Dank Sprints und dazugehöriger Review- und Planungsmeetings sind Projektergebnisse bereits sichtbar, während sie entstehen und sich entwickeln.
(© Vasyl - stock.adobe.com)

Viele Unternehmen, die sich auf die Entwicklung digitaler Produkte spezialisiert haben, setzen für jedes Projekt eine Führungskraft ein. Für sie ist das eine Selbstverständlichkeit. Doch mit der Verwendung von Scrum als agiles Projektmanagement-Framework, das auf einem Entwicklungsteam, einem Scrum Master und einem Product Owner fußt, entfällt die Notwendigkeit für eine separate Projektmanagement-Rolle.

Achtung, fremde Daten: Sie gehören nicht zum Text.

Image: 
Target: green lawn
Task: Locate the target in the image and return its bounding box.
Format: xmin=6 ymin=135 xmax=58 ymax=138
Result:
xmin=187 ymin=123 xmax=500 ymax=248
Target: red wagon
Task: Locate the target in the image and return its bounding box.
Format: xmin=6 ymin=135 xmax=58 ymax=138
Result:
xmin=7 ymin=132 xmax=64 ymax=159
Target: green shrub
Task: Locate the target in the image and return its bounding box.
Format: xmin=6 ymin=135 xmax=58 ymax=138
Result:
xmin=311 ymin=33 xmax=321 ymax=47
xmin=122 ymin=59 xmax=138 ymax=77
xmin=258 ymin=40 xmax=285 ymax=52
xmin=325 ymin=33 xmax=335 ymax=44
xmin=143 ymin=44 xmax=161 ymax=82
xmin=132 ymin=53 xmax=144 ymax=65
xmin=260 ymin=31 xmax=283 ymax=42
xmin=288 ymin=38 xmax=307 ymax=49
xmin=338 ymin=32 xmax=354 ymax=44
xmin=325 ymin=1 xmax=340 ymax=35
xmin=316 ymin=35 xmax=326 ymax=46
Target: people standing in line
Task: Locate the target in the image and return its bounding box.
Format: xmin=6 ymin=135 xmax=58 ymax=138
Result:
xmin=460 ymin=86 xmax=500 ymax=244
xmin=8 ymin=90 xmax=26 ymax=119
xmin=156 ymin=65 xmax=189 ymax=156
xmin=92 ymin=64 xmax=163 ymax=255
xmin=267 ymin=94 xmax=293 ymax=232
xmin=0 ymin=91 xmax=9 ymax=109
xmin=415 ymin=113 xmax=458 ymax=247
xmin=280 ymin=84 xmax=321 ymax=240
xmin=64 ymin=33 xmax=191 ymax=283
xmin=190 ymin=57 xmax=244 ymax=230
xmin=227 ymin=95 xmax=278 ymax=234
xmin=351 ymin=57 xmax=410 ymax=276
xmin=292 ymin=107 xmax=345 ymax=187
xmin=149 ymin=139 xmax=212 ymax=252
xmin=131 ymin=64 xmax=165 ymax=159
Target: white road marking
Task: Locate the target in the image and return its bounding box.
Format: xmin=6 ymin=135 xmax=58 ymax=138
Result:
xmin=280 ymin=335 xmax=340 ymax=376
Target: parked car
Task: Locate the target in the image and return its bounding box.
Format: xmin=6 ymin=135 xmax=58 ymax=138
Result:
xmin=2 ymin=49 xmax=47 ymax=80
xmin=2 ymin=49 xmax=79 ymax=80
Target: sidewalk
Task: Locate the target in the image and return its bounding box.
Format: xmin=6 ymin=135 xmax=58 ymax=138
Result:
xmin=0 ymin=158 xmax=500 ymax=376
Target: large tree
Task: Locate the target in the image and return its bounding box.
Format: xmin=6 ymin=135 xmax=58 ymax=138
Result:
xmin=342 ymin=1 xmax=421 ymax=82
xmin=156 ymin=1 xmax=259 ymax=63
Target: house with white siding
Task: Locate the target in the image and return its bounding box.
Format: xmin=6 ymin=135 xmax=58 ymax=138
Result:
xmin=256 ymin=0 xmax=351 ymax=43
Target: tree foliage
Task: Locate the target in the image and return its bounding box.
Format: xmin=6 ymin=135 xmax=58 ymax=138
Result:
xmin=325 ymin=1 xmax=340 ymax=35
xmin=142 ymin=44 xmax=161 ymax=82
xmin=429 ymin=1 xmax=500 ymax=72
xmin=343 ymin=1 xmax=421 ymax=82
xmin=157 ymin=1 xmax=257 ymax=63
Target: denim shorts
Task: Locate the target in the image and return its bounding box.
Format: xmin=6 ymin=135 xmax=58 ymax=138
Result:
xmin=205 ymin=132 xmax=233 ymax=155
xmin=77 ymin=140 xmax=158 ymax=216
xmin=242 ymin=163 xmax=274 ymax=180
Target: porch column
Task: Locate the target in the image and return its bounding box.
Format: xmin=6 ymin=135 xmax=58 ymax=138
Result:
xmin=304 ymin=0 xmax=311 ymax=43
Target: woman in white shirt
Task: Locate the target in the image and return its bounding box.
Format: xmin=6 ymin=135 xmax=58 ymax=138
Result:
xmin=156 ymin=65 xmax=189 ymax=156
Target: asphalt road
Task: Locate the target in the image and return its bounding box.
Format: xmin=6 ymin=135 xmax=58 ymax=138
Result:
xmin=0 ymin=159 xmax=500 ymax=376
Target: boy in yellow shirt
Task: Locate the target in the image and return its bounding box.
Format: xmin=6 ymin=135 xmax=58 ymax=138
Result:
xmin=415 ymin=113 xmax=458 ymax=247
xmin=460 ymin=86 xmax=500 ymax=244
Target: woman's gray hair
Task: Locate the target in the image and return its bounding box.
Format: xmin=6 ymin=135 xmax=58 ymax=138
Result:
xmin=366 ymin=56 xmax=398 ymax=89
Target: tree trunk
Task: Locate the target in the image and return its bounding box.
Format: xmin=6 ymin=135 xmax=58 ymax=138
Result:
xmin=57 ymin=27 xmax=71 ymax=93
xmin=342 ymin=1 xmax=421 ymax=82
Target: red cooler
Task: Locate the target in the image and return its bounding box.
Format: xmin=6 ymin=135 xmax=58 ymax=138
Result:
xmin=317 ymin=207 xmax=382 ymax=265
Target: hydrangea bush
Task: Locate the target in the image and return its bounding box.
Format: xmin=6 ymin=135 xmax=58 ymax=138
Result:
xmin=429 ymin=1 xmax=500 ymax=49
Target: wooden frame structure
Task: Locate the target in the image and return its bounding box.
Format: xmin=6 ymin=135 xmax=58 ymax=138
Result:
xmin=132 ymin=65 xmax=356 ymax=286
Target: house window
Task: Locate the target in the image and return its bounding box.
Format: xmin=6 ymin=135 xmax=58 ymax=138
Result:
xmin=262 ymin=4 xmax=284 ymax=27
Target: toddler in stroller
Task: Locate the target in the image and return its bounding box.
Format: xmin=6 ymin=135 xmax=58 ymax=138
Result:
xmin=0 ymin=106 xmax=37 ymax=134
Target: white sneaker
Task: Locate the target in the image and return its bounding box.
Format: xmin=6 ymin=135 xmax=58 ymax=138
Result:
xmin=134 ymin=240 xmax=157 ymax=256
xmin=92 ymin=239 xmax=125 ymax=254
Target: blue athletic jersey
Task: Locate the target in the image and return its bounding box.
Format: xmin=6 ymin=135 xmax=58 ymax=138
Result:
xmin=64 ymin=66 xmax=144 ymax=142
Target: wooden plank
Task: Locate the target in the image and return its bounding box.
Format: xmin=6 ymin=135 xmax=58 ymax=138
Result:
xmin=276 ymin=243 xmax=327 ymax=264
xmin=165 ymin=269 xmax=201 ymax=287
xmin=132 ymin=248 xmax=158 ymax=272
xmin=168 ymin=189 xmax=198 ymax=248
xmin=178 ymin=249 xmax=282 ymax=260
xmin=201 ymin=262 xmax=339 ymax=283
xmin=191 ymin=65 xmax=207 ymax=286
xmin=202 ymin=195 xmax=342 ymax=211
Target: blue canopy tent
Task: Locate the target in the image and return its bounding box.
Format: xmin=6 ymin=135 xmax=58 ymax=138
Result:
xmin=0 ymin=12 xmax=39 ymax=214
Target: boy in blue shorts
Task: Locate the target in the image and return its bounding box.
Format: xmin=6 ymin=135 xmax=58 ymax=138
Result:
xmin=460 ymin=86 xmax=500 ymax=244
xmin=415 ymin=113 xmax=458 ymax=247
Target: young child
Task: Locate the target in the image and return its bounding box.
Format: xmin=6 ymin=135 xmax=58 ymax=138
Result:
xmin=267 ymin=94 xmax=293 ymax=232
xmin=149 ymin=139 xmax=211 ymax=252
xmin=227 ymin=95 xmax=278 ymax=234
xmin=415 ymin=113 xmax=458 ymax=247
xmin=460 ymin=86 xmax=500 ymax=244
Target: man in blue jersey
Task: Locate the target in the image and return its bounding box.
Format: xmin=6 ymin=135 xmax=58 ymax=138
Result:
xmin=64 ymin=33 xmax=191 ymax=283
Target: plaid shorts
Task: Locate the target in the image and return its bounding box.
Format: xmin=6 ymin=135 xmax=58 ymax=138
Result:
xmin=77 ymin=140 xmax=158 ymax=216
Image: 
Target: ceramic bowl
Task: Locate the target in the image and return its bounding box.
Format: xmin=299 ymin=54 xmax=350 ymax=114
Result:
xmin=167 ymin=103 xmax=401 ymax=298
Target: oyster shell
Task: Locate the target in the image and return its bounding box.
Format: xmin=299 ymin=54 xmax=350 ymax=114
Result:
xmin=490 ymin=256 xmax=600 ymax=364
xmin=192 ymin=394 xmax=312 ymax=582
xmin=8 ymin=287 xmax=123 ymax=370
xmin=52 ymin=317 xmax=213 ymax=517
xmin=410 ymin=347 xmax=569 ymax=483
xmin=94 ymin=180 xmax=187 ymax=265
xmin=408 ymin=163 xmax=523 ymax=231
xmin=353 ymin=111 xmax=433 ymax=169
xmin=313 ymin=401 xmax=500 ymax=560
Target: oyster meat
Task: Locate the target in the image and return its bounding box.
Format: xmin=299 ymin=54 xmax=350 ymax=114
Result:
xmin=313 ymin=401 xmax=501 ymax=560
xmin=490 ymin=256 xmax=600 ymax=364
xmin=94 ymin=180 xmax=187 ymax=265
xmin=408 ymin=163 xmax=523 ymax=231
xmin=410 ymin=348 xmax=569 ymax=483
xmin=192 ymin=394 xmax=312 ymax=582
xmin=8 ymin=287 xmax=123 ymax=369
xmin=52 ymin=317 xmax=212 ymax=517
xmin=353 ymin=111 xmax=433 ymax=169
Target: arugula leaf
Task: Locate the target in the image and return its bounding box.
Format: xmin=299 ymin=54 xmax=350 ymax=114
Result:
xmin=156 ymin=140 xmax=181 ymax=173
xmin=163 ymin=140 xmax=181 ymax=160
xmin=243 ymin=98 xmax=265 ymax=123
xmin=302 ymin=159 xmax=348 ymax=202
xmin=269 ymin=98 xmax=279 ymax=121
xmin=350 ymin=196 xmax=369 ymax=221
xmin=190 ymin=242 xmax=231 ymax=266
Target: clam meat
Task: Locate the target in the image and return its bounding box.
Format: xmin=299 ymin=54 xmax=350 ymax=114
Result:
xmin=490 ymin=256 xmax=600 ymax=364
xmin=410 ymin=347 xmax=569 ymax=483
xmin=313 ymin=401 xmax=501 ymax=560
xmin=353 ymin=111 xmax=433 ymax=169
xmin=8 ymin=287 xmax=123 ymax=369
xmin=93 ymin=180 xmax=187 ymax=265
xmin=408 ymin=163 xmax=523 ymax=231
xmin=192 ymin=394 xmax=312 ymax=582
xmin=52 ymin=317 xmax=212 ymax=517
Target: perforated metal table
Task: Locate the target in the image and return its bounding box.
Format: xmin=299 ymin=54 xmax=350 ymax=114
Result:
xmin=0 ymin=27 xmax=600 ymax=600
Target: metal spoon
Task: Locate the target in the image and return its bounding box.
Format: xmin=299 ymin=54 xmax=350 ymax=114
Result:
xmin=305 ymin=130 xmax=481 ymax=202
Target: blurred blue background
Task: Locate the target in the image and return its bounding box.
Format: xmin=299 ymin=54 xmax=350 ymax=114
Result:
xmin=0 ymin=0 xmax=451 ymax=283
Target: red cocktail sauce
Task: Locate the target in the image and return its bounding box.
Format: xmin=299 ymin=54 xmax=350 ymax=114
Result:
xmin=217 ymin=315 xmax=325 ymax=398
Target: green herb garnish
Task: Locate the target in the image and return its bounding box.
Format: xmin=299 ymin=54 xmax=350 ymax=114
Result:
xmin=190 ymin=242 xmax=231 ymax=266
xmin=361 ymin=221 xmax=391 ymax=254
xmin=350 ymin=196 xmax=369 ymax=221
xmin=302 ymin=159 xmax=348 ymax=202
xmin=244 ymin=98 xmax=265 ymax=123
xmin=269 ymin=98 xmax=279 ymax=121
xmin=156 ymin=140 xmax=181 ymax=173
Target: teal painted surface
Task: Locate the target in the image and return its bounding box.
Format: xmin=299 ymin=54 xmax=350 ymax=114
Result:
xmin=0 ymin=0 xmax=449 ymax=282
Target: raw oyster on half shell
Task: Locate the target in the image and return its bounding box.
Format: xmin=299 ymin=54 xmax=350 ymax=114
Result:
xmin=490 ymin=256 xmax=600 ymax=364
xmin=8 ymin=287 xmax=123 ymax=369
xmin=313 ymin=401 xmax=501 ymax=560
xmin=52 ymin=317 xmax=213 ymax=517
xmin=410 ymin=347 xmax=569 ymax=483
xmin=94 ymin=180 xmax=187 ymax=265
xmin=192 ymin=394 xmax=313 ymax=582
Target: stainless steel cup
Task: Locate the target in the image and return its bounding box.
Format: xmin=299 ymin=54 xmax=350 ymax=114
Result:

Aus meiner Sicht können Teams so effizienter und enger zusammenarbeiten und letztendlich bessere Ergebnisse erzielen. Wie funktioniert es also, wenn es keine einzelne Person gibt, die für den Erfolg des Projekts verantwortlich ist?

Was machen Projektmanager

Projektleiterinnen und -leiter decken die „klassischen“ Managementaufgaben ab, darunter …

  • die Projektplanung und -ziele,
  • den Projektzeitplan,
  • die Zuweisung von Aufgaben und Zielen,
  • die Verwaltung von Ressourcen,
  • und die Motivation und das Leistungsmanagement der Teammitglieder.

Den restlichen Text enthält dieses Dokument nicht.